Date of Award
January 2020
Document Type
Thesis
Degree Name
Medical Doctor (MD)
Department
Medicine
First Advisor
Naomi Rogers
Second Advisor
Anna Reisman
Abstract
In the Spring of 1970, Bobby Seale, one of the founders of the Black Panther Party was being held in New Haven, Connecticut, on false charges of murder, kidnapping, and conspiracy to murder a fellow Black Panther. If convicted, Seale faced the electric chair. The Black Panthers, mobilizing to fight for Seale’s life, found unlikely allies in the administration and students of Yale University. Working together with Yale students, citizens of New Haven, and radical New Left leaders from across the country, the Panthers organized a massive May Day Rally in order to protest Seale’s trial and demand his release.

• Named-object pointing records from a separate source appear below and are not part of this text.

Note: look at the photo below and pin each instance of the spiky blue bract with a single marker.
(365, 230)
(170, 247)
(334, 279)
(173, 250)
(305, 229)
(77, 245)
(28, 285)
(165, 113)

Others have documented the legal history of the Seale trial, and, to some extent, the involvement of Yale administrators and undergraduate Yale students in helping to organize the Rally. A few of those who participated in the Rally have penned personal accounts of their experiences. Working chiefly with primary documents, first-person interviews, and institutional and media archives, this thesis tells the little-known story of how Yale medical students partnered with the Black Panther Party, Panther allies in New Haven, Yale undergraduates, and even some Yale faculty, to organize medical aid for the May Day Rally. It also explores the politics of medical presence at protests for racial justice and locates the May Day Rally within the broader racial landscape of student protest in the 1960s and 70s.
Recommended Citation
Anderson, Nientara, "“there Are Medics In The Crowd”: Medical Aid And Politics Of Protest At The 1970 May Day Rally To Free Bobby Seale" (2020). Yale Medicine Thesis Digital Library. 3880.
https://elischolar.library.yale.edu/ymtdl/3880
Comments
This thesis is restricted to Yale network users only. This thesis is permanently embargoed from public release.